Gedanken an Hermann Hesses Todestag

Recht hast du, Steppenwolf, tausendmal recht, und doch mußt du untergehen. Du bist für diese einfache, bequeme, mit so wenigem zufriedene Welt von heute viel zu anspruchsvoll und hungrig, sie speit dich aus, du hast für sie eine Dimension zuviel. Wer heute leben und seines Lebens froh werden will, der darf kein Mensch sein wie du und ich. Wer statt Gedudel Musik, statt Vergnügen Freude, statt Geld Seele, statt Betrieb echte Arbeit, statt Spielerei echte Leidenschaft verlangt, für den ist diese hübsche Welt hier keine Heimat… […] Ach Harry, wir müssen durch so viel Dreck und Unsinn tappen, um nach Hause zu kommen!

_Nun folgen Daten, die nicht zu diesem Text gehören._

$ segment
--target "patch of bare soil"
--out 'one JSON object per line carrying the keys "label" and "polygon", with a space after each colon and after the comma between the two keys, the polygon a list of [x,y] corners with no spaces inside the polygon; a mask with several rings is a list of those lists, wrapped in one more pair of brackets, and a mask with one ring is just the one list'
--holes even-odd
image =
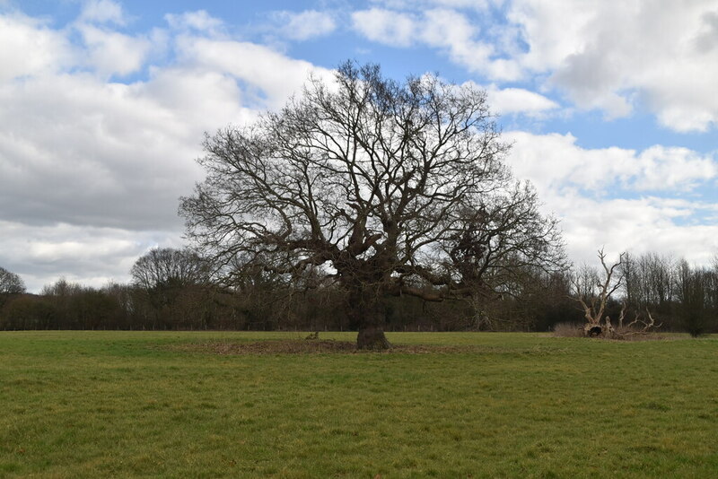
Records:
{"label": "patch of bare soil", "polygon": [[384,351],[367,351],[356,348],[356,343],[349,341],[334,341],[330,339],[306,340],[285,339],[266,340],[252,343],[241,342],[212,342],[191,343],[171,346],[172,351],[188,353],[206,353],[210,354],[353,354],[363,353],[467,353],[473,351],[470,346],[439,346],[429,344],[395,344],[391,349]]}

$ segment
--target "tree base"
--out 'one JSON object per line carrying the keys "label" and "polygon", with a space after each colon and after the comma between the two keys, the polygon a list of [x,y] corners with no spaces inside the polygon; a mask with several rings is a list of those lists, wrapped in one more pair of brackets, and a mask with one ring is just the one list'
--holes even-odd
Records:
{"label": "tree base", "polygon": [[356,347],[358,349],[383,351],[391,348],[391,343],[384,335],[381,327],[364,327],[359,330],[356,336]]}

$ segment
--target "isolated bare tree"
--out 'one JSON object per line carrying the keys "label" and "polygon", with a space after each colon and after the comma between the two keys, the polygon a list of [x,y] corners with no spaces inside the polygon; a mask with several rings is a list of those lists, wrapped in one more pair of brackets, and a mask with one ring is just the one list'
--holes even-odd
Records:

Und wir haben niemand, der uns führt, unser einziger Führer ist das Heimweh.

– Hermann Hesse: Der Steppenwolf

Heute vor 57 Jahren, vier Tage nach Marilyn Monroe, starb in Montagnola Hermann Hesse. In seiner Prosadichtung Der Steppenwolf (1927) äußert die scharfsinnige Hermine Gedanken, die für mich auch im Jahr 2019 nichts von ihrer Aktualität verloren haben.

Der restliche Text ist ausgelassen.